Another case where the institutional structures limit the use of data is carbon emission reductions at local level. Several UK municipalities participated in the Department of Energy and Climate Change’s (DECC) Local Carbon Framework (LCF) program. This framework will serve as a local action plan on delivering carbon emissions, encapsulating the varying portfolios of carbon reduction measures relevant to individual or grouped councils (Gray et al. 2011). In this context, the municipalities heavily rely on national and interdepartmental data to assess carbon emissions and potential policy initiatives. The evaluation report for the implementation of data-driven initiatives highlights several issues linked to data use (Giest 2017). The Dorset Energy Group points toward ‘limitations of national data’ while the Manchester group highlights the ‘lack of national consistency and standardization’ and Bristol talks about data that was ‘out of date’ (Gray et al. 2011, 203–204).
Outsourcing of data services
Another factor that contributes to weak institutional mechanisms for technological and data development in government is institutional complexity. This is partially addressed by the stove-piped structure that prevents civil servants from sharing information, but it also incorporates the idea that stakeholders are added to the policymaking process, which can have an effect on decision-making procedures. The use of big data analytics requires more privatization and contracting out of government activities linked to accessing, combining and making sense of data as well as collaboration across departments and within communities (Bătăgan 2011; Meijer and Bolivar 2015). This is driven by limited expertise within government to deal with the data and often leads to public officials working with stakeholders that they have no experience with (Radin 2003). A study by Ernst and Young (EY) (2013) finds that in Northern Europe (Sweden, Norway and the UK) access to specific knowledge, expertise and tools are key drivers for outsourcing rather than cost-efficiency. A similar trend is emerging in the USA where a 2014 survey indicates that:
While the federal workforce is increasingly basing decisions on data, it lacks the data and analytics skills to translate complex datasets into useful knowledge for decision-makers. Most respondents (78 percent) called data a significant component of their jobs, and 60 percent scored their use of data to make decisions above average. But a stunning 96 percent identified a data skills gap at their agency (SAS 2014, 1).
There is further evidence that such differentiation and specialization aggravate coordination issues in government. Government officials in the UK raise concerns that private stakeholders neglect how a privately developed technology can be integrated into the municipal environment and might lead to limited information flow among partners and government departments down the line (McKinsey 2014). Another issue raised in this context is that using different IT systems within the same government might reinforce existing institutional silos (Copeland 2014).
This more inward-looking perspective on government and the use of big data shows that incorporating big data information into administrative and policymaking routines challenges existing structures and applications. Updating these takes time or the processes are outsourced, which comes with a new set of challenges.

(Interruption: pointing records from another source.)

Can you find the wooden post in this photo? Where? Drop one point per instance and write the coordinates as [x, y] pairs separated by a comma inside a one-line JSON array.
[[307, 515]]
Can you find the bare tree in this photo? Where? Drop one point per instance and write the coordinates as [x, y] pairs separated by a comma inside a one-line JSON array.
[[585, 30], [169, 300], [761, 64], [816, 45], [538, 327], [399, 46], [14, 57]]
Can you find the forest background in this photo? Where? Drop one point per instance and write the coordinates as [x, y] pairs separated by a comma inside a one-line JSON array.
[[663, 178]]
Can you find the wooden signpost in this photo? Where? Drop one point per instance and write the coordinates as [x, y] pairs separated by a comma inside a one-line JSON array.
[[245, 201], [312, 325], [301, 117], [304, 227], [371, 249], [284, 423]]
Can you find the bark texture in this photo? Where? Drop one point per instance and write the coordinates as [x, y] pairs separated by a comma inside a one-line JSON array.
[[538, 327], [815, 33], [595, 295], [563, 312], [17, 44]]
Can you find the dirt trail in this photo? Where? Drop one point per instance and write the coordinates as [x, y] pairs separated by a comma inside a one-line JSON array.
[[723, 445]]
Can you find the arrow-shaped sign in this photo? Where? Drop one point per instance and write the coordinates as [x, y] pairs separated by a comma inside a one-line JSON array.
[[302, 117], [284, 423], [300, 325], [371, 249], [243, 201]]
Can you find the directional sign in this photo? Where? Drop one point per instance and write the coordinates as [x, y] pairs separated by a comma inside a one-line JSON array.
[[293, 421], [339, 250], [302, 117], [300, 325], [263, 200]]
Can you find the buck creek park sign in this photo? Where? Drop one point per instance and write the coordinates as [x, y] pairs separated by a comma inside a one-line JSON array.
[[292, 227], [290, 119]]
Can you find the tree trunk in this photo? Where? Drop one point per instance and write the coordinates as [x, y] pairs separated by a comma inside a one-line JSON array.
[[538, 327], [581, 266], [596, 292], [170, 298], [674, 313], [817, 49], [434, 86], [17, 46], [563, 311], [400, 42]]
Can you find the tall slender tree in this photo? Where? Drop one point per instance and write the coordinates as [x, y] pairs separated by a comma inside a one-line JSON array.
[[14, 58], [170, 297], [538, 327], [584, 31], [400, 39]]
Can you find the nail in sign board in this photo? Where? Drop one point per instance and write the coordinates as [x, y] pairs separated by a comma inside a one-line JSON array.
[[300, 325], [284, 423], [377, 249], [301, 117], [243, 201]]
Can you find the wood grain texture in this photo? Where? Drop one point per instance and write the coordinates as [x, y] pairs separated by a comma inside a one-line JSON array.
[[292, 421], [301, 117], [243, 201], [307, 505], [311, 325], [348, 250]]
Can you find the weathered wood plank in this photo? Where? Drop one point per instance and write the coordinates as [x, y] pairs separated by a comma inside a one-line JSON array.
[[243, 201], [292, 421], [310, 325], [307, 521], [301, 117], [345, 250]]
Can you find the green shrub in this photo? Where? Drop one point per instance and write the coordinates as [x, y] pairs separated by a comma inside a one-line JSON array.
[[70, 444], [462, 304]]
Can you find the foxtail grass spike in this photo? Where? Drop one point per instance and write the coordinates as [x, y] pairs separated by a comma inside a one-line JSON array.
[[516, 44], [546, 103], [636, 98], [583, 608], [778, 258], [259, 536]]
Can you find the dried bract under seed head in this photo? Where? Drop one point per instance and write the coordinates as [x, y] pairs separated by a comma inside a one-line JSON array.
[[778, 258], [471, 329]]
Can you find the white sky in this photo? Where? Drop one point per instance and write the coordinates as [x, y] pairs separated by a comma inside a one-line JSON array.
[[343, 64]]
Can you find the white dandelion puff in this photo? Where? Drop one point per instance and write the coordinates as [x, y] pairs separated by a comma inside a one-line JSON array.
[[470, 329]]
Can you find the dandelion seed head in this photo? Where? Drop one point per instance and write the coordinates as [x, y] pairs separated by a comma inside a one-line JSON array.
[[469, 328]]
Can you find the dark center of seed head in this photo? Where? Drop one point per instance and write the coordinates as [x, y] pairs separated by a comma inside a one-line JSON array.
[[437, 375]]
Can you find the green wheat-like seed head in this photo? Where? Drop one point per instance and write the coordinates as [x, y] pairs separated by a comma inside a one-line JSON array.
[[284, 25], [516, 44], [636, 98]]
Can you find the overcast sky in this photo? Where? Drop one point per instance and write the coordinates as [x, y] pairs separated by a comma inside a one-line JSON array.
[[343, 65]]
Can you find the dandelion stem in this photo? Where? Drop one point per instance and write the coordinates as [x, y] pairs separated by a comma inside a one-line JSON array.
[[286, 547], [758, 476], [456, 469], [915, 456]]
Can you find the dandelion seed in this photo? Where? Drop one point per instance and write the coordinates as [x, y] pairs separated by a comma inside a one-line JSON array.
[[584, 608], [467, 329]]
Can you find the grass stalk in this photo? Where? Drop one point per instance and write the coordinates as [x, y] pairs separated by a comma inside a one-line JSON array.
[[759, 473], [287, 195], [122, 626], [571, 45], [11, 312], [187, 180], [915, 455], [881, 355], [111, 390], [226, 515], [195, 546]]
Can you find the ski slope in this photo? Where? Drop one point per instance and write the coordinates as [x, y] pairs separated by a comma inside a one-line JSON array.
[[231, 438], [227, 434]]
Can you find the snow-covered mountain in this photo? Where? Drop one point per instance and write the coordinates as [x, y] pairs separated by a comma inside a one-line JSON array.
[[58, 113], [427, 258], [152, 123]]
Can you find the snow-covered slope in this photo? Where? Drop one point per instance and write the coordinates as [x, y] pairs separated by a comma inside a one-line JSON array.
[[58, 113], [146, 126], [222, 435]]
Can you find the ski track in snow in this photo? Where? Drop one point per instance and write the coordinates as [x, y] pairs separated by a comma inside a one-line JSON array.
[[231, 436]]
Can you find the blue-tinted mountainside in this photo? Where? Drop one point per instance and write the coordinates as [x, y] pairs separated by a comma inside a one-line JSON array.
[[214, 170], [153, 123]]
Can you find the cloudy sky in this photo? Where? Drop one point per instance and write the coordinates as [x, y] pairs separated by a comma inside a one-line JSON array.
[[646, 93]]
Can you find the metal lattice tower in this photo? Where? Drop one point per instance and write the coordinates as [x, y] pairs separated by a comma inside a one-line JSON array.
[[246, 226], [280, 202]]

Digitization of public services
The digitization of public services is closely linked to the use of data: Digital applications provide ample opportunity to aggregate and analyze data, and, in turn, data analysis can support the implementation of digital services (Demirkan and Delen 2013). This translates, for example, into open or personalized data where government collects citizen data and then provides a service based on this data that makes accessing and using public services easier. Another application is that of citizen giving additional data or even collecting data for government, supporting public service delivery down the line.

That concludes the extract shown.